Introduction
One of the most important things that you should know about the bulldozer training exercise is that you should, firstly, know the basics. There are certain principles around which the bulldozer training is structured. Before we, see the principles, let’s have a look here at, 3 day workout split & broaden your horizons on the same. The first and the foremost principle around which bulldozer training is structured is the limited rest between the exercise/sets. You should take rest between the sets, commonly like 15 to 30 seconds, but you can also workout or run, for 60 seconds for some period i.e. compound exercises, or for extended exercises or set.
Other Structured Principles – Bulldozer Workouts
The next pivotal principle, is the short but more deep workouts. In this, because of the stringent rest between the sets, which is less, you will spend less time in the workout place or on any given day, but at the same time, your workouts will have a per rep intensity, which will be great. Apart from that, other principle is, less exercise per body part, in which you will not require 4-5 or more exercises to work out on a body part hard. In a bulldozer training, the high number of sets per exercise is more compared to other workouts, so you will mostly use less than 3 exercises for a given muscle group. Then, comes the weight progression using Rep goal totals, in which you will plus the Total reps performed or done for a given exercise, and if it gets a predetermined goal, weight shall be added the next time you do this lift.

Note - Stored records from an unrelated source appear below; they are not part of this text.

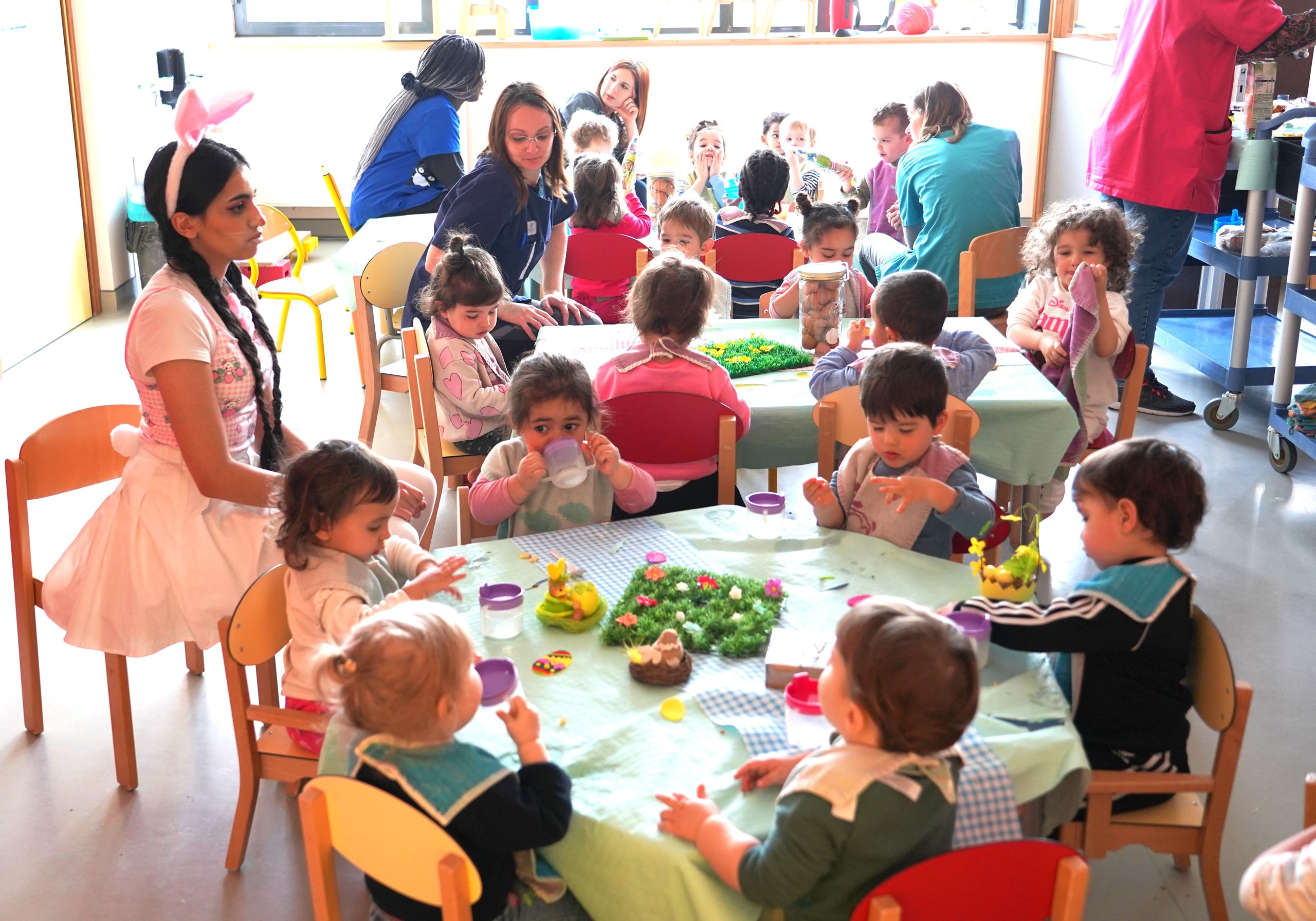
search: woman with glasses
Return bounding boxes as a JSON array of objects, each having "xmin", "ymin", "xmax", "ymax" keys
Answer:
[{"xmin": 403, "ymin": 83, "xmax": 599, "ymax": 367}]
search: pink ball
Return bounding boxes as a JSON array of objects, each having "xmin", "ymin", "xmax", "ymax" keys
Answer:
[{"xmin": 895, "ymin": 0, "xmax": 933, "ymax": 35}]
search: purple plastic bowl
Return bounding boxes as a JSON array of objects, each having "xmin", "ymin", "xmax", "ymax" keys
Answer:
[{"xmin": 475, "ymin": 659, "xmax": 517, "ymax": 707}]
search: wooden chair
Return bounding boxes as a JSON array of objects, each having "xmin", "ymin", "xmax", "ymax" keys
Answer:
[
  {"xmin": 298, "ymin": 775, "xmax": 483, "ymax": 921},
  {"xmin": 403, "ymin": 320, "xmax": 484, "ymax": 526},
  {"xmin": 456, "ymin": 485, "xmax": 498, "ymax": 546},
  {"xmin": 601, "ymin": 391, "xmax": 745, "ymax": 505},
  {"xmin": 4, "ymin": 404, "xmax": 205, "ymax": 789},
  {"xmin": 320, "ymin": 166, "xmax": 357, "ymax": 240},
  {"xmin": 352, "ymin": 242, "xmax": 425, "ymax": 450},
  {"xmin": 220, "ymin": 563, "xmax": 329, "ymax": 870},
  {"xmin": 562, "ymin": 233, "xmax": 653, "ymax": 298},
  {"xmin": 247, "ymin": 205, "xmax": 329, "ymax": 380},
  {"xmin": 850, "ymin": 841, "xmax": 1088, "ymax": 921},
  {"xmin": 456, "ymin": 0, "xmax": 508, "ymax": 41},
  {"xmin": 1061, "ymin": 608, "xmax": 1252, "ymax": 921},
  {"xmin": 959, "ymin": 228, "xmax": 1028, "ymax": 334}
]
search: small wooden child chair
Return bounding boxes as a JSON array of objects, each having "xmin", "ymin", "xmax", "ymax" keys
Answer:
[{"xmin": 298, "ymin": 775, "xmax": 483, "ymax": 921}]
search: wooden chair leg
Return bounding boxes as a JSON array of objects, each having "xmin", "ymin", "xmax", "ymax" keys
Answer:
[
  {"xmin": 105, "ymin": 653, "xmax": 137, "ymax": 789},
  {"xmin": 183, "ymin": 639, "xmax": 205, "ymax": 675}
]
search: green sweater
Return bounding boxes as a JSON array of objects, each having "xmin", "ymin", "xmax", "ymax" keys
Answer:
[{"xmin": 740, "ymin": 759, "xmax": 959, "ymax": 921}]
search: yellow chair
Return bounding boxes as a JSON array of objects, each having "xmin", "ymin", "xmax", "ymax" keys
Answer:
[
  {"xmin": 352, "ymin": 242, "xmax": 425, "ymax": 450},
  {"xmin": 298, "ymin": 775, "xmax": 483, "ymax": 921},
  {"xmin": 4, "ymin": 404, "xmax": 205, "ymax": 789},
  {"xmin": 1061, "ymin": 608, "xmax": 1252, "ymax": 921},
  {"xmin": 247, "ymin": 205, "xmax": 329, "ymax": 380},
  {"xmin": 456, "ymin": 0, "xmax": 508, "ymax": 41},
  {"xmin": 403, "ymin": 320, "xmax": 484, "ymax": 515},
  {"xmin": 320, "ymin": 166, "xmax": 357, "ymax": 240},
  {"xmin": 220, "ymin": 563, "xmax": 329, "ymax": 870}
]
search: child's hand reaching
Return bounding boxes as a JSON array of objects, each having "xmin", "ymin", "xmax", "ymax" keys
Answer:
[
  {"xmin": 656, "ymin": 784, "xmax": 717, "ymax": 842},
  {"xmin": 403, "ymin": 556, "xmax": 466, "ymax": 601}
]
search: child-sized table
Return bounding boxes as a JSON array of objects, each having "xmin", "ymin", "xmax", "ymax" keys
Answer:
[{"xmin": 435, "ymin": 507, "xmax": 1090, "ymax": 921}]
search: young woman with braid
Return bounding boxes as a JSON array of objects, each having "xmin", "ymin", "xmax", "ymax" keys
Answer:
[
  {"xmin": 42, "ymin": 118, "xmax": 435, "ymax": 657},
  {"xmin": 714, "ymin": 149, "xmax": 795, "ymax": 320}
]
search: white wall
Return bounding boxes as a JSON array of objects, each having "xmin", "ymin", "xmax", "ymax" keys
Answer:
[{"xmin": 80, "ymin": 0, "xmax": 1045, "ymax": 287}]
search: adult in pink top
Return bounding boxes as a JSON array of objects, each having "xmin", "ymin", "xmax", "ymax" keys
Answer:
[{"xmin": 1087, "ymin": 0, "xmax": 1316, "ymax": 416}]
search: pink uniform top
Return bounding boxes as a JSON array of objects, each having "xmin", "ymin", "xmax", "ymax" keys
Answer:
[{"xmin": 1087, "ymin": 0, "xmax": 1285, "ymax": 214}]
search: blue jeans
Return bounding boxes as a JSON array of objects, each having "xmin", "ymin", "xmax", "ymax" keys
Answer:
[{"xmin": 1102, "ymin": 195, "xmax": 1198, "ymax": 365}]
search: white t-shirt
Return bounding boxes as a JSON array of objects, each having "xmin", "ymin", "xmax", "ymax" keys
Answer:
[{"xmin": 1007, "ymin": 275, "xmax": 1130, "ymax": 440}]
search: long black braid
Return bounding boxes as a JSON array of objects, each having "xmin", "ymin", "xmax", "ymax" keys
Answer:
[
  {"xmin": 142, "ymin": 138, "xmax": 283, "ymax": 469},
  {"xmin": 741, "ymin": 148, "xmax": 791, "ymax": 223}
]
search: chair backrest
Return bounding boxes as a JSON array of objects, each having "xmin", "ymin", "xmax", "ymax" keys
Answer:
[
  {"xmin": 320, "ymin": 166, "xmax": 357, "ymax": 240},
  {"xmin": 360, "ymin": 240, "xmax": 425, "ymax": 309},
  {"xmin": 704, "ymin": 233, "xmax": 804, "ymax": 283},
  {"xmin": 562, "ymin": 233, "xmax": 653, "ymax": 282},
  {"xmin": 298, "ymin": 775, "xmax": 483, "ymax": 921},
  {"xmin": 959, "ymin": 228, "xmax": 1028, "ymax": 317},
  {"xmin": 850, "ymin": 841, "xmax": 1088, "ymax": 921}
]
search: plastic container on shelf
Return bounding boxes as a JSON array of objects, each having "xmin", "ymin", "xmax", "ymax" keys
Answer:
[
  {"xmin": 480, "ymin": 582, "xmax": 525, "ymax": 639},
  {"xmin": 799, "ymin": 262, "xmax": 846, "ymax": 355},
  {"xmin": 785, "ymin": 671, "xmax": 832, "ymax": 749},
  {"xmin": 745, "ymin": 492, "xmax": 785, "ymax": 541},
  {"xmin": 946, "ymin": 610, "xmax": 991, "ymax": 669}
]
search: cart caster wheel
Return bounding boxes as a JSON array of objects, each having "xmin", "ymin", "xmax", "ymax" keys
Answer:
[
  {"xmin": 1270, "ymin": 437, "xmax": 1297, "ymax": 474},
  {"xmin": 1201, "ymin": 398, "xmax": 1238, "ymax": 431}
]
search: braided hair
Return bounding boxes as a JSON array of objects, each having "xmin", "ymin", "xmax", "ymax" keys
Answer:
[
  {"xmin": 741, "ymin": 148, "xmax": 791, "ymax": 223},
  {"xmin": 142, "ymin": 138, "xmax": 283, "ymax": 469}
]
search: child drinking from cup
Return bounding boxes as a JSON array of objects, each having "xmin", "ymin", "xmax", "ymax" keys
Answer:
[
  {"xmin": 658, "ymin": 195, "xmax": 732, "ymax": 320},
  {"xmin": 954, "ymin": 438, "xmax": 1207, "ymax": 812},
  {"xmin": 571, "ymin": 154, "xmax": 653, "ymax": 323},
  {"xmin": 658, "ymin": 598, "xmax": 978, "ymax": 921},
  {"xmin": 594, "ymin": 252, "xmax": 749, "ymax": 518},
  {"xmin": 804, "ymin": 342, "xmax": 996, "ymax": 559},
  {"xmin": 418, "ymin": 230, "xmax": 512, "ymax": 454},
  {"xmin": 275, "ymin": 441, "xmax": 466, "ymax": 753},
  {"xmin": 1007, "ymin": 201, "xmax": 1142, "ymax": 514},
  {"xmin": 471, "ymin": 353, "xmax": 654, "ymax": 537},
  {"xmin": 317, "ymin": 601, "xmax": 590, "ymax": 921}
]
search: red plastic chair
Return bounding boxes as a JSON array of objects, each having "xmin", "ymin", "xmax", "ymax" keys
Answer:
[
  {"xmin": 602, "ymin": 391, "xmax": 745, "ymax": 505},
  {"xmin": 562, "ymin": 233, "xmax": 653, "ymax": 282},
  {"xmin": 850, "ymin": 841, "xmax": 1088, "ymax": 921},
  {"xmin": 704, "ymin": 233, "xmax": 804, "ymax": 283}
]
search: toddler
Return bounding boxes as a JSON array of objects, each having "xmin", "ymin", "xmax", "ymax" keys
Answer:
[
  {"xmin": 809, "ymin": 268, "xmax": 996, "ymax": 400},
  {"xmin": 677, "ymin": 120, "xmax": 726, "ymax": 212},
  {"xmin": 418, "ymin": 231, "xmax": 512, "ymax": 454},
  {"xmin": 658, "ymin": 195, "xmax": 737, "ymax": 320},
  {"xmin": 317, "ymin": 601, "xmax": 588, "ymax": 921},
  {"xmin": 658, "ymin": 598, "xmax": 978, "ymax": 921},
  {"xmin": 956, "ymin": 438, "xmax": 1207, "ymax": 812},
  {"xmin": 571, "ymin": 154, "xmax": 653, "ymax": 323},
  {"xmin": 594, "ymin": 252, "xmax": 749, "ymax": 518},
  {"xmin": 804, "ymin": 342, "xmax": 996, "ymax": 559},
  {"xmin": 275, "ymin": 441, "xmax": 466, "ymax": 753},
  {"xmin": 767, "ymin": 192, "xmax": 872, "ymax": 320},
  {"xmin": 715, "ymin": 150, "xmax": 795, "ymax": 320},
  {"xmin": 471, "ymin": 353, "xmax": 654, "ymax": 537},
  {"xmin": 1007, "ymin": 201, "xmax": 1142, "ymax": 514}
]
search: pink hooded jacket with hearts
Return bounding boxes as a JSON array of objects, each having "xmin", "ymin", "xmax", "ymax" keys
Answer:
[{"xmin": 425, "ymin": 316, "xmax": 512, "ymax": 441}]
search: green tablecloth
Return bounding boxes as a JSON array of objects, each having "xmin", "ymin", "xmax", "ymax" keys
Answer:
[
  {"xmin": 538, "ymin": 317, "xmax": 1078, "ymax": 485},
  {"xmin": 435, "ymin": 508, "xmax": 1088, "ymax": 921}
]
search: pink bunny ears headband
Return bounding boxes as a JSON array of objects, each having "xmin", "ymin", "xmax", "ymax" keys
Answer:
[{"xmin": 164, "ymin": 88, "xmax": 254, "ymax": 217}]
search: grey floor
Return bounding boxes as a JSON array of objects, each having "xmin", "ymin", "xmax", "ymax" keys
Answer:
[{"xmin": 0, "ymin": 245, "xmax": 1316, "ymax": 921}]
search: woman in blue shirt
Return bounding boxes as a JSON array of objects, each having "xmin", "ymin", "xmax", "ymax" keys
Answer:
[
  {"xmin": 403, "ymin": 83, "xmax": 599, "ymax": 367},
  {"xmin": 349, "ymin": 35, "xmax": 484, "ymax": 228},
  {"xmin": 855, "ymin": 82, "xmax": 1024, "ymax": 316}
]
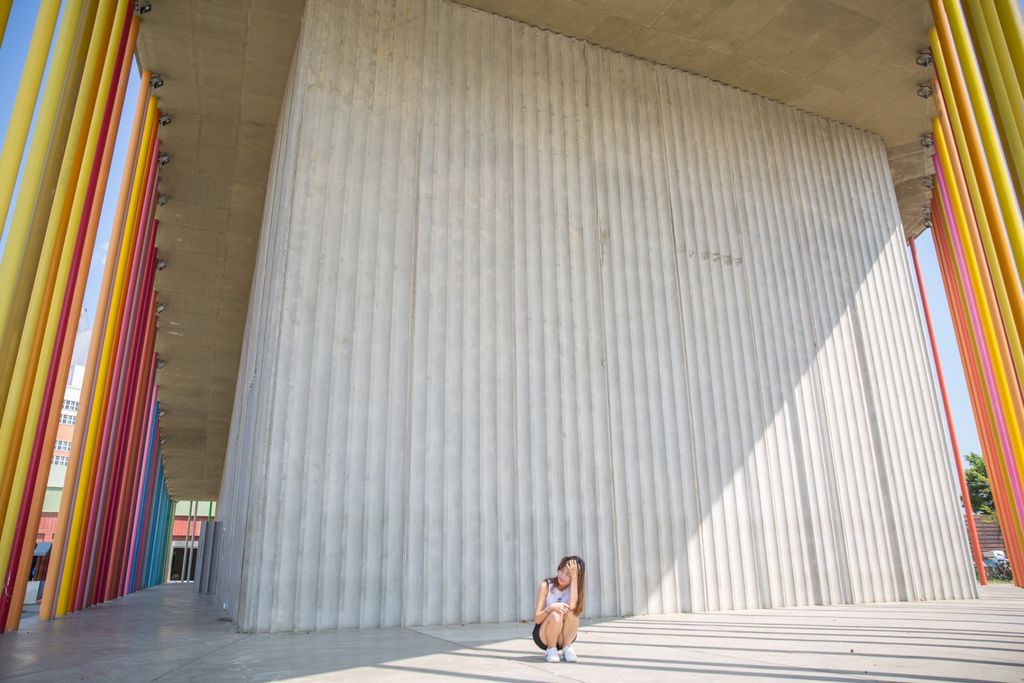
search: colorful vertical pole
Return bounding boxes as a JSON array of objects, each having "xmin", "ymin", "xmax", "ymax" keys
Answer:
[
  {"xmin": 930, "ymin": 0, "xmax": 1024, "ymax": 586},
  {"xmin": 0, "ymin": 0, "xmax": 170, "ymax": 631}
]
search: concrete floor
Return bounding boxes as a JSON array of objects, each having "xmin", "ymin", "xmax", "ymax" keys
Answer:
[{"xmin": 0, "ymin": 585, "xmax": 1024, "ymax": 683}]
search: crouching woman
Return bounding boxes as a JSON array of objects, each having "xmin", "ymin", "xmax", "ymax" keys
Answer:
[{"xmin": 534, "ymin": 555, "xmax": 586, "ymax": 661}]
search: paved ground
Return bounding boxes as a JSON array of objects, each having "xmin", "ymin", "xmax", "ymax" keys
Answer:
[{"xmin": 0, "ymin": 585, "xmax": 1024, "ymax": 683}]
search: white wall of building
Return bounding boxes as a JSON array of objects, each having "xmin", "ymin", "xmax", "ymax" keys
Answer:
[{"xmin": 218, "ymin": 0, "xmax": 975, "ymax": 631}]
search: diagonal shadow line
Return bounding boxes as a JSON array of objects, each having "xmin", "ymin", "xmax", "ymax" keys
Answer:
[
  {"xmin": 432, "ymin": 648, "xmax": 1000, "ymax": 683},
  {"xmin": 573, "ymin": 631, "xmax": 1021, "ymax": 653},
  {"xmin": 495, "ymin": 640, "xmax": 1024, "ymax": 669},
  {"xmin": 581, "ymin": 623, "xmax": 1024, "ymax": 643}
]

Mini & Macro Sets & Rep Goal System
In this, the groups of sets which is given for exercise is called mini-sets. Besides all of that, they are differentiated with distinct terminology, as they are not done like most of the sets/exercise, when completely recovered. And, macro sets are groupings of mini-set clusters. Also, you should know that, you should not train sets for failure, so stop in mini-set when you feel like you have failed on the next rep. If you are not confident, then stop the set and rack the weight. Also, comes the same weight in which using the same working weight for every mini-set of given exercise is important. And, the most pivotal of all, intensity in this term does not connect to absolute strength but the burden placed on a muscle as it connects to muscle fibre unit recruitment. Then, in the rep goal system, the bulldozer training uses it, and is a approach of progression, which will tell you when it is the correct time to add weight to a specific exercise.